Deadlines Approach for Ashcroft Immigrant Fingerprinting Program; ACLU Says Plan is Full of Holes, Advises Immigrants to Seek Counsel
FOR IMMEDIATE RELEASE
WASHINGTON - In response to two upcoming deadlines in the controversial Department of Justice immigrant fingerprinting and tracking program, the American Civil Liberties Union today called on the Justice Department to rethink the plan - which the ACLU says is full of holes - and advised immigrants to seek counsel before registering.
"Despite the fear this creates in the Arab and Muslim community and the friction it creates with our allies in the fight against terror, Attorney General Ashcroft seems intent on moving forward with this misguided plan," said Timothy Edgar, an ACLU Legislative Counsel. "The INS can't handle the information it has already collected - adding more hay to the haystack won't make finding the needle any easier. We're less safe with this program."
The ACLU took two steps today to highlight the dangers of the program. In a letter to the Attorney General, a coalition of immigrant groups, including the ACLU, asked him to scrap the program or, failing that, at least move back the deadlines for registry in the program so that the myriad kinks in its implementation can be worked out.
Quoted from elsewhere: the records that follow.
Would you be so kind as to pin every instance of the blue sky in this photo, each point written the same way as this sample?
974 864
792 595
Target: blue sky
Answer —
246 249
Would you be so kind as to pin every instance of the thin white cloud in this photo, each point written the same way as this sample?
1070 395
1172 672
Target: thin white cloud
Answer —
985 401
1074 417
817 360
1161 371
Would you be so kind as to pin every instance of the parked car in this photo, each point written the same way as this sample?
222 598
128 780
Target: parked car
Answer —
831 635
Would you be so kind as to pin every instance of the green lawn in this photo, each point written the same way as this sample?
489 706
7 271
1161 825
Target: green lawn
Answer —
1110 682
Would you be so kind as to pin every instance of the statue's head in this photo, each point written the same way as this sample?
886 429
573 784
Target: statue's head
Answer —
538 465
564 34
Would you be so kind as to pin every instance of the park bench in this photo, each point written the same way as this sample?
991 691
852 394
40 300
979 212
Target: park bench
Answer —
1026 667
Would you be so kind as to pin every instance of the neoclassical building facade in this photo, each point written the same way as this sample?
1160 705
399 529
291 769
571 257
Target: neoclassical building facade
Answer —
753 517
The ACLU, in collaboration with other organizations, is releasing an advisory to immigrants in an attempt to address some of the confusion surrounding the program and suggesting that immigrants consult legal counsel about the intricacies of the registration process.
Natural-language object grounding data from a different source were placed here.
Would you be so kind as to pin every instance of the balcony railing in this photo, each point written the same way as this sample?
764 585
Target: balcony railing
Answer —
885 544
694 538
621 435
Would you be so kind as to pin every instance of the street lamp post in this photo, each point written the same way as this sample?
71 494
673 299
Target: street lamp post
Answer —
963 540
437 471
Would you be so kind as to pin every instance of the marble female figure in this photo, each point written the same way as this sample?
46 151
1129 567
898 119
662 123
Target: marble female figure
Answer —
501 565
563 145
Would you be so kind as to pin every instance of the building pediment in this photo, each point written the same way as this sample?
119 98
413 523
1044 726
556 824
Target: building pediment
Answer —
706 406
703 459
Monday, December 16 marks the deadline after which many citizens of five predominantly Arab or Muslim countries - Iran, Iraq, Libya, Sudan and Syria - must be fingerprinted at designated Immigration and Naturalization Service offices or face deportation. By January 10, 2003, citizens of 13 additional countries - Afghanistan, Algeria, Bahrain, Eritrea, Lebanon, Morocco, North Korea, Oman, Qatar, Somalia, Tunisia, United Arab Emirates and Yemen - must also submit to registration.
Failure to register could lead to arrest and deportation of otherwise lawful visitors, according to the INS. Adding to the anxiety, some Arab and Muslim visitors with pending immigration petitions were detained when they came in to be fingerprinted.
By all accounts, the INS's problems are actually stemming from a surplus of information, not insufficient investigatory powers, the ACLU said. For instance, the INS failed to process more than 200,000 change of address forms, which are piling up in an abandoned limestone mine outside Kansas City, MO that doubles as the largest underground records facility in the world, putting hundreds of thousands at risk of wrongful arrest and deportation.
"This program appears to be a thinly veiled effort to trigger massive and discriminatory deportations of certain immigrants whose only mistake will be to fail to register because they are confused and afraid, not because they have violated any existing immigration law or pose any threat to the United States," said Lucas Guttentag, Director of the ACLU Immigrants' Rights Project.